Por meio de nota, a Febraban defendeu que “o tabelamento, ao invés de promover alívio financeiro, pode agravar a crise por distorcer a formação de preços, criar gargalos e gerar insegurança jurídica”. “Por isso, vê com preocupação propostas que promovem intervenção artificial na atividade econômica e nos contratos. Situações como essas ocorreram no passado e a história já revelou que não se mostraram eficazes”, acrescentou a entidade.
Propostas como a de Alvaro Dias encontram respaldo entre os parlamentares – interessados em agradar suas bases eleitorais – porque o Brasil não conseguiu, nas últimas décadas, resolver o problema dos juros na ponta final.
A Selic (a taxa básica de juros) está em 2% ao ano, seu menor nível da história, e os juros das linhas de crédito para famílias e empresas estão em níveis mais baixos que os vistos em anos anteriores. Ainda assim, a própria Febraban e o Banco Central reconhecem que é preciso reduzir ainda mais o custo do crédito. Nos últimos anos, surgiram tentativas neste sentido.

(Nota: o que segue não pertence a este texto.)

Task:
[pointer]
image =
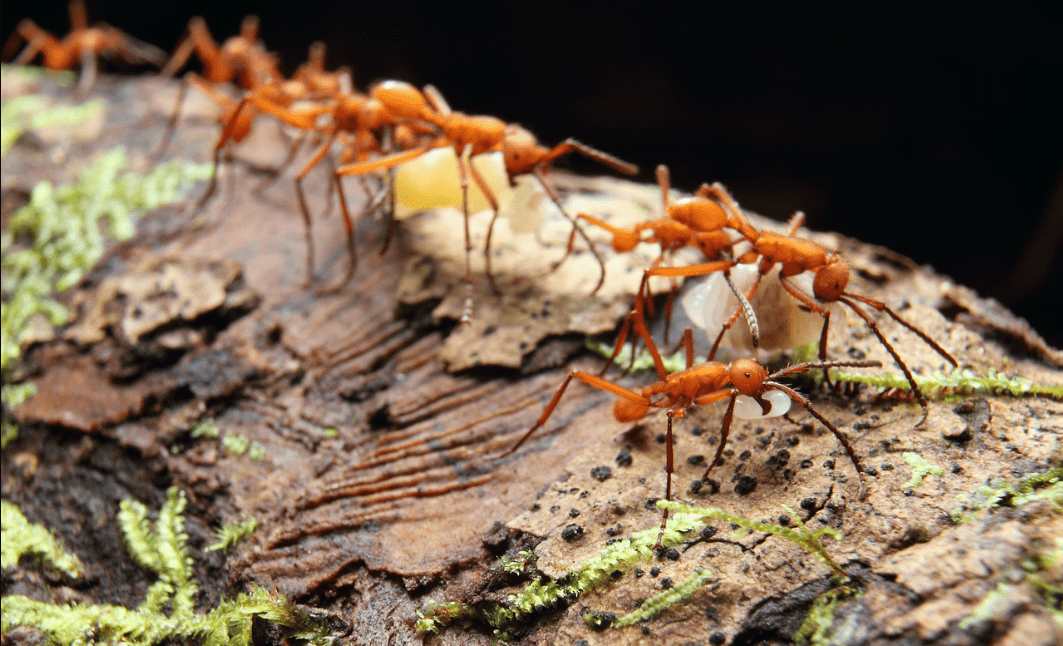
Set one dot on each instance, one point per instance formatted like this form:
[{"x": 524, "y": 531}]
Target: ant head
[
  {"x": 520, "y": 150},
  {"x": 831, "y": 278},
  {"x": 747, "y": 376},
  {"x": 627, "y": 410}
]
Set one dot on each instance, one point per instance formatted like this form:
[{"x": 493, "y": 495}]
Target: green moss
[
  {"x": 958, "y": 384},
  {"x": 229, "y": 536},
  {"x": 23, "y": 539},
  {"x": 1046, "y": 486},
  {"x": 60, "y": 235},
  {"x": 921, "y": 469},
  {"x": 162, "y": 547},
  {"x": 799, "y": 534},
  {"x": 816, "y": 627},
  {"x": 544, "y": 594},
  {"x": 661, "y": 601}
]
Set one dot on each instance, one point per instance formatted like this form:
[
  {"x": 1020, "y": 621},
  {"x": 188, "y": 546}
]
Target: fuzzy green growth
[
  {"x": 1046, "y": 486},
  {"x": 162, "y": 547},
  {"x": 543, "y": 594},
  {"x": 21, "y": 538},
  {"x": 661, "y": 601},
  {"x": 958, "y": 384},
  {"x": 34, "y": 112},
  {"x": 799, "y": 534},
  {"x": 60, "y": 235},
  {"x": 229, "y": 536},
  {"x": 815, "y": 628},
  {"x": 921, "y": 469}
]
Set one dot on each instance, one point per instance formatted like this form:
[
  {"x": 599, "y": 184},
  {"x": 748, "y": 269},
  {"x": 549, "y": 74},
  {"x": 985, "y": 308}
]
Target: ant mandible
[
  {"x": 698, "y": 386},
  {"x": 82, "y": 45}
]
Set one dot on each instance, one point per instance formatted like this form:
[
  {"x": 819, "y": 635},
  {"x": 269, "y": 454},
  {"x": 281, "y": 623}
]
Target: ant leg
[
  {"x": 484, "y": 188},
  {"x": 904, "y": 367},
  {"x": 724, "y": 429},
  {"x": 538, "y": 173},
  {"x": 669, "y": 469},
  {"x": 795, "y": 396},
  {"x": 926, "y": 338},
  {"x": 463, "y": 179},
  {"x": 639, "y": 401},
  {"x": 352, "y": 252},
  {"x": 304, "y": 209}
]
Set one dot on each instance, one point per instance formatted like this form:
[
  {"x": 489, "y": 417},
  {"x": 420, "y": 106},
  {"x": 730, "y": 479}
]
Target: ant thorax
[{"x": 783, "y": 324}]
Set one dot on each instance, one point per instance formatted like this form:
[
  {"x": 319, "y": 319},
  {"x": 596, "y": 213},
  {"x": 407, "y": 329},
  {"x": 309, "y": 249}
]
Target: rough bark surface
[{"x": 385, "y": 425}]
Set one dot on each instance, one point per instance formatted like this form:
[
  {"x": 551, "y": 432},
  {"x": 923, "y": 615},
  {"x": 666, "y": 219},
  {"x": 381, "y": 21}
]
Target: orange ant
[
  {"x": 698, "y": 386},
  {"x": 82, "y": 45},
  {"x": 472, "y": 135},
  {"x": 831, "y": 276}
]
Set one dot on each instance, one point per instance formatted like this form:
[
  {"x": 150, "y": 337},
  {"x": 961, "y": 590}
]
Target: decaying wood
[{"x": 385, "y": 425}]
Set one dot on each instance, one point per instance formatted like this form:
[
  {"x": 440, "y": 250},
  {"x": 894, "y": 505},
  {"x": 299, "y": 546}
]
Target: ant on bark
[
  {"x": 83, "y": 45},
  {"x": 698, "y": 386},
  {"x": 474, "y": 135},
  {"x": 830, "y": 278}
]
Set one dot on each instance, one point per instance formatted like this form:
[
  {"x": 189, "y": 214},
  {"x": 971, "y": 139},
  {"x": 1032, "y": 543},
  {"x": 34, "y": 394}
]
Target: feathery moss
[
  {"x": 21, "y": 538},
  {"x": 1046, "y": 486},
  {"x": 921, "y": 469},
  {"x": 162, "y": 547}
]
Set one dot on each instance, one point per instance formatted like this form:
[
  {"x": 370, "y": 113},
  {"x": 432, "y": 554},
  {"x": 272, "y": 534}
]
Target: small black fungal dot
[
  {"x": 745, "y": 485},
  {"x": 601, "y": 473},
  {"x": 572, "y": 531}
]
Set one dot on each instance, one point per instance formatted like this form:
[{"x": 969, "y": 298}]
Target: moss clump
[
  {"x": 163, "y": 547},
  {"x": 921, "y": 469},
  {"x": 799, "y": 534},
  {"x": 229, "y": 536},
  {"x": 958, "y": 384},
  {"x": 661, "y": 601},
  {"x": 544, "y": 594},
  {"x": 21, "y": 538},
  {"x": 60, "y": 235},
  {"x": 1046, "y": 486}
]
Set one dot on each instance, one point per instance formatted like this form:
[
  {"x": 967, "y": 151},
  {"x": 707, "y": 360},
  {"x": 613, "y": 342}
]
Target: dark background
[{"x": 933, "y": 130}]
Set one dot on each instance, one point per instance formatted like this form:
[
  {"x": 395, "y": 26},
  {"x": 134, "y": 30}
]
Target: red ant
[
  {"x": 831, "y": 276},
  {"x": 474, "y": 135},
  {"x": 698, "y": 386},
  {"x": 82, "y": 45}
]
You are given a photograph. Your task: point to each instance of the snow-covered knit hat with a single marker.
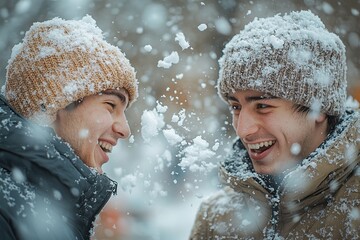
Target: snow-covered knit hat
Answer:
(62, 61)
(292, 57)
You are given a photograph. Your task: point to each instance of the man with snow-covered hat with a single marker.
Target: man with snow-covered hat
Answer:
(61, 113)
(294, 169)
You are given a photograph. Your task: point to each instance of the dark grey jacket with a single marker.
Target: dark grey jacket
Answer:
(46, 191)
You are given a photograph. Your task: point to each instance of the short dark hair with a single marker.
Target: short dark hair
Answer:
(332, 120)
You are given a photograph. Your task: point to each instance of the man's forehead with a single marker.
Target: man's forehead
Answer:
(246, 93)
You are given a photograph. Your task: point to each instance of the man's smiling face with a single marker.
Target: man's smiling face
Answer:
(93, 126)
(269, 127)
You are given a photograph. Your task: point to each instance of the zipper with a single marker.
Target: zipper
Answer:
(111, 191)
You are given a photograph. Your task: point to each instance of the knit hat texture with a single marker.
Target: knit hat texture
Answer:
(293, 57)
(61, 61)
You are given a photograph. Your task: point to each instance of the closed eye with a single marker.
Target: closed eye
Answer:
(112, 105)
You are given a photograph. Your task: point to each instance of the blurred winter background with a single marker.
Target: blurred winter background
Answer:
(180, 128)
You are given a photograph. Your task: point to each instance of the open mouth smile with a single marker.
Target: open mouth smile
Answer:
(258, 148)
(105, 146)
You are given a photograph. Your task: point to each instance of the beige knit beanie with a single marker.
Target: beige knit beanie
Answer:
(292, 57)
(62, 61)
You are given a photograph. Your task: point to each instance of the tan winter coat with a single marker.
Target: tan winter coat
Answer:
(320, 199)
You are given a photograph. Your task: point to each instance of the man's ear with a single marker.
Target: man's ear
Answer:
(320, 118)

Em abril de 2017, começou a valer a regra que obriga os bancos a transferir, após um mês, a dívida do rotativo do cartão de crédito para o parcelado, a juros mais baixos. A intenção do governo com a regra era permitir que a taxa de juros para o rotativo do cartão de crédito recuasse, já que o risco de inadimplência, em tese, cai com a migração para o parcelado. Isso ocorreu em um primeiro momento, ainda em 2017, mas desde o ano passado a tendência mais geral do juro do cartão foi de alta.
No caso do cheque especial, desde julho de 2018 os bancos estão oferecendo um parcelamento para dívidas. A opção vale para débitos superiores a R$ 200. A expectativa da Febraban era de que essa migração do cheque especial para linhas mais baratas acelerasse a tendência de queda do juro cobrado ao consumidor. No entanto, a medida se revelou insuficiente.
Em função disso, o Banco Central anunciou a limitação dos juros do cheque especial em 8% ao ano (151,82% ao ano). A nova regra começou a valer em 6 de janeiro deste ano. Ainda assim, a taxa máxima de 151,82% – bem acima dos 30% do projeto que está no Senado – é uma das mais elevadas entre todas as linhas disponíveis para famílias e empresas.